Product Science Overview
The Regulator of G-Protein Signaling 16 (RGS16) is a member of the RGS protein family, which plays a crucial role in the modulation of G-protein-coupled receptor (GPCR) signaling pathways. These pathways are essential for various physiological processes, including immune response, inflammation, and circadian rhythm regulation.
RGS16 belongs to the small B/R4 subfamily of RGS proteins. It consists of a conserved RGS structural domain with short, disordered amino- and carboxy-terminal extensions and an α-helix that binds and deactivates heterotrimeric G proteins . The primary function of RGS16 is to act as a guanosine triphosphatase (GTPase) activating protein (GAP), accelerating the hydrolysis of GTP to GDP on the Gα subunit of G proteins. This action leads to the termination of GPCR signaling .
RGS16 is significantly involved in the regulation of circadian rhythms. It is expressed in the suprachiasmatic nucleus (SCN) of the brain, which is the central circadian clock. RGS16, along with the orphan receptor GPR176, regulates the synthesis of cyclic adenosine monophosphate (cAMP) in the SCN, thereby influencing the pace of the circadian clock .

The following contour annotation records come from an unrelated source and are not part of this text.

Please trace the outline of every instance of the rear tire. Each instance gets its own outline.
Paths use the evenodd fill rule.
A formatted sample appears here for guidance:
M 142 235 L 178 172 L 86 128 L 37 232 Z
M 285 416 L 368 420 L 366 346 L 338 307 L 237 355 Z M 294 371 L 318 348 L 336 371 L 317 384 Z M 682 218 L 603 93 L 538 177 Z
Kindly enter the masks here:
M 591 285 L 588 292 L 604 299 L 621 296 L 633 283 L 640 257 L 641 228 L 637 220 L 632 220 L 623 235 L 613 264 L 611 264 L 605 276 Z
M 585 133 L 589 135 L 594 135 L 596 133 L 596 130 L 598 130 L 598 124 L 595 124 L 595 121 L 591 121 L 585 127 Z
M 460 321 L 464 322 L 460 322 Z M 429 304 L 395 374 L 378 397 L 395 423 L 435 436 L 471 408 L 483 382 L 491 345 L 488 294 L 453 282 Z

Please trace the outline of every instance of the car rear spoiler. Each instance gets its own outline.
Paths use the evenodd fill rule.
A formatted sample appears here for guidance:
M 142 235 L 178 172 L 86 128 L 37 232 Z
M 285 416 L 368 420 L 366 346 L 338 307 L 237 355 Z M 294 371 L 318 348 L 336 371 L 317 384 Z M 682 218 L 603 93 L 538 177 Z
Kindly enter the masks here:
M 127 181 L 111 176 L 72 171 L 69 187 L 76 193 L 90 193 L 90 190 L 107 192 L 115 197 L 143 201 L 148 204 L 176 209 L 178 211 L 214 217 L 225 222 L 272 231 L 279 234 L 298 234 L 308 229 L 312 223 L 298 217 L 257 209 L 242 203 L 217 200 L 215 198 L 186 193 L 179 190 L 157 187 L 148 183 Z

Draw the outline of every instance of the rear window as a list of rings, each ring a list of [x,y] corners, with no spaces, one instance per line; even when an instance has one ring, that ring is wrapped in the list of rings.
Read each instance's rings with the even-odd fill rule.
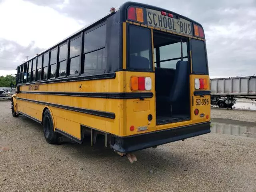
[[[129,27],[129,67],[140,70],[152,69],[150,30],[130,25]]]
[[[192,39],[191,47],[193,72],[208,74],[204,42],[200,40]]]

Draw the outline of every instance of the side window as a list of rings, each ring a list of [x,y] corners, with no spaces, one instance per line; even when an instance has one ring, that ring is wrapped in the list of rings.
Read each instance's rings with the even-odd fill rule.
[[[26,83],[27,82],[27,65],[28,64],[27,63],[26,63],[24,64],[24,80],[23,82],[24,83]]]
[[[42,56],[41,55],[37,58],[37,68],[36,68],[36,80],[41,80],[41,68],[42,67]]]
[[[31,66],[32,65],[32,61],[28,62],[28,82],[29,82],[31,80]]]
[[[175,69],[178,61],[188,61],[186,42],[182,43],[182,57],[181,43],[179,39],[176,42],[160,47],[160,67]]]
[[[44,63],[42,71],[43,73],[43,79],[47,79],[48,76],[48,64],[49,64],[49,53],[44,54]]]
[[[74,39],[70,40],[69,55],[70,67],[69,75],[78,73],[81,41],[80,36],[75,37]]]
[[[36,58],[33,60],[32,64],[32,73],[31,73],[32,81],[36,80]]]
[[[20,66],[18,67],[18,83],[20,82]]]
[[[204,42],[196,39],[192,39],[191,42],[193,72],[208,74]]]
[[[130,25],[129,33],[129,67],[134,69],[151,70],[152,50],[150,30]]]
[[[23,82],[23,74],[24,74],[23,71],[23,65],[22,65],[20,67],[20,82],[21,83]]]
[[[106,68],[106,33],[104,24],[84,34],[84,73]]]
[[[68,55],[68,45],[66,43],[60,46],[59,49],[59,59],[58,65],[59,76],[66,76],[66,66]]]
[[[49,71],[50,78],[54,78],[56,77],[56,61],[57,60],[57,48],[51,50],[51,58],[50,63]]]

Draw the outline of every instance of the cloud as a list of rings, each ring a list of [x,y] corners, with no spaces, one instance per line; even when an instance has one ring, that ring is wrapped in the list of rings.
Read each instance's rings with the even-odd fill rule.
[[[47,10],[49,11],[54,10],[60,15],[66,17],[65,18],[75,20],[80,24],[85,25],[108,12],[111,7],[118,6],[126,1],[26,0],[25,1],[43,8],[44,10],[46,10],[45,9],[48,9]],[[234,76],[252,75],[256,73],[255,67],[256,58],[254,56],[256,50],[255,0],[137,1],[173,11],[202,25],[206,40],[211,76]],[[38,13],[42,14],[41,12]],[[40,16],[35,14],[35,16]],[[63,19],[60,18],[60,20]],[[49,18],[48,19],[50,20]],[[35,28],[38,27],[34,26]],[[73,26],[69,28],[75,27]],[[58,28],[56,30],[61,30]],[[60,34],[64,34],[64,33],[62,32]],[[50,34],[48,35],[51,36]],[[50,42],[46,38],[42,39]],[[31,39],[30,41],[32,40],[35,40]],[[39,41],[35,40],[36,44]]]
[[[13,41],[0,38],[0,70],[13,70],[26,60],[27,56],[32,57],[44,49],[35,46],[34,41],[24,46]],[[3,74],[4,72],[1,73]]]

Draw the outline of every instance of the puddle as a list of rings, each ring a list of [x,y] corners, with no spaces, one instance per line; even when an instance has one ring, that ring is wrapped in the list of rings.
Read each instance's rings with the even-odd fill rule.
[[[256,101],[252,100],[238,100],[236,101],[236,103],[234,105],[233,108],[235,109],[256,110]]]
[[[256,139],[256,127],[240,126],[213,122],[211,130],[213,133],[235,135]]]

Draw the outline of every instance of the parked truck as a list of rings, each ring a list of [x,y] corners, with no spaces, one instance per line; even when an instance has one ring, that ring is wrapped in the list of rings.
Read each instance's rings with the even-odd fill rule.
[[[219,107],[231,107],[236,103],[235,97],[252,99],[256,97],[256,76],[210,79],[211,104]]]

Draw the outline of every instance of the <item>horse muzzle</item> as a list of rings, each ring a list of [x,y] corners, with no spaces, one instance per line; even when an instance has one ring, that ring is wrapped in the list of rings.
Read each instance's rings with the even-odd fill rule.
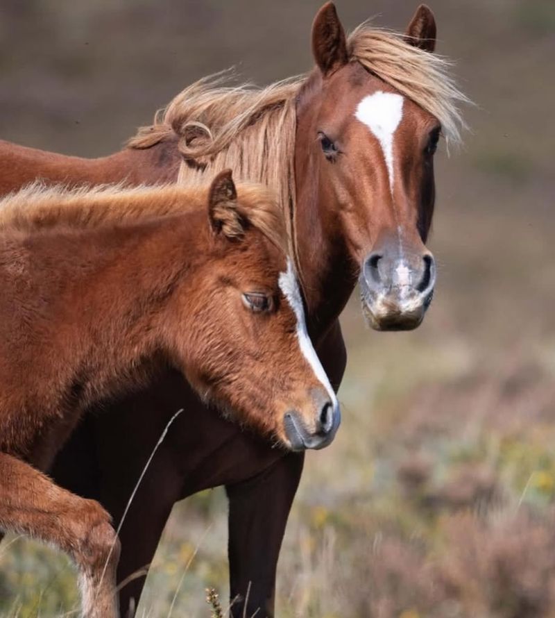
[[[434,296],[436,263],[429,252],[375,251],[359,278],[363,312],[376,331],[411,331],[420,325]]]
[[[314,415],[308,418],[297,410],[284,415],[285,435],[292,451],[323,449],[333,442],[341,421],[337,400],[332,401],[327,394],[315,396]]]

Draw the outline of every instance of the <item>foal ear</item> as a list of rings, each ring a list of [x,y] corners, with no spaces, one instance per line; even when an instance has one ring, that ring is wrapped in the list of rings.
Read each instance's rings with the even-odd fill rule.
[[[232,239],[243,237],[246,224],[237,210],[237,192],[230,169],[221,172],[210,185],[208,219],[216,234]]]
[[[404,33],[404,40],[409,45],[425,51],[432,52],[436,49],[436,19],[429,6],[420,4],[416,9]]]
[[[324,77],[348,62],[345,32],[333,2],[326,2],[314,17],[312,53]]]

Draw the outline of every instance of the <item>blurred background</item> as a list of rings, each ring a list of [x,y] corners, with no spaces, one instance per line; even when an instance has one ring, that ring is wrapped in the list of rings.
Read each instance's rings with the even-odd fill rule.
[[[337,0],[347,29],[404,30],[418,0]],[[192,81],[312,66],[321,0],[1,0],[0,137],[118,149]],[[555,616],[555,3],[429,0],[465,146],[437,155],[436,298],[413,333],[364,326],[356,293],[333,445],[309,453],[278,566],[280,617]],[[227,599],[223,490],[175,507],[140,616]],[[0,546],[3,617],[64,614],[74,572]],[[173,610],[170,610],[172,602]]]

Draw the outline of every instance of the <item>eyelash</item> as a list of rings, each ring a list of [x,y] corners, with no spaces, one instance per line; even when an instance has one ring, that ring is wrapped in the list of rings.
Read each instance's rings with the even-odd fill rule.
[[[425,153],[429,156],[432,156],[438,149],[438,142],[441,135],[441,131],[437,130],[432,131],[428,140],[428,143],[424,149]]]
[[[325,133],[318,131],[318,136],[320,139],[320,144],[322,147],[324,156],[328,161],[335,160],[337,155],[341,153],[341,151]]]
[[[273,308],[271,297],[264,294],[251,292],[243,294],[243,302],[253,313],[268,313]]]

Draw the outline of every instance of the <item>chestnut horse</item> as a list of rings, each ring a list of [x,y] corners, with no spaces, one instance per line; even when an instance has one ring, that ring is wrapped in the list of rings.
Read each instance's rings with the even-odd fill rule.
[[[432,299],[436,269],[424,243],[434,210],[434,153],[441,133],[458,140],[458,106],[466,100],[450,65],[434,53],[435,38],[424,6],[404,35],[363,24],[346,37],[328,3],[313,24],[316,65],[307,75],[262,90],[201,81],[106,158],[0,144],[0,192],[37,177],[201,183],[225,167],[268,185],[281,197],[309,333],[336,389],[346,359],[338,318],[357,279],[363,311],[377,330],[415,328]],[[87,415],[60,453],[56,478],[99,499],[118,521],[167,419],[198,405],[168,371],[140,395],[111,402],[117,414],[109,423],[106,415]],[[273,449],[210,408],[182,415],[121,529],[119,580],[151,562],[176,501],[225,485],[230,591],[238,599],[232,611],[273,616],[278,556],[303,460],[302,452]],[[143,583],[139,577],[123,587],[126,609]]]
[[[339,425],[281,211],[264,187],[238,194],[223,172],[208,194],[31,186],[0,203],[0,527],[74,558],[86,618],[117,615],[117,537],[37,468],[87,406],[169,365],[286,449]]]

RGS16 also plays a vital role in immune response and inflammation. It regulates various signaling pathways, including the mitogen-activated protein kinase (MAPK), phosphoinositide 3-kinase/protein kinase B (PI3K/Akt), Ras homolog family member A (RhoA), and stromal cell-derived factor 1/C-X-C motif chemokine receptor 4 (SDF-1/CXCR4) pathways . These pathways are crucial for immune cell activation, migration, and cytokine production.
Given its regulatory functions, RGS16 is implicated in several diseases. It is involved in the inflammatory response induced by the Hepatitis B Virus (HBV) and has been linked to various cancers and metabolic disorders . Understanding the role of RGS16 in these diseases can provide insights into potential therapeutic targets.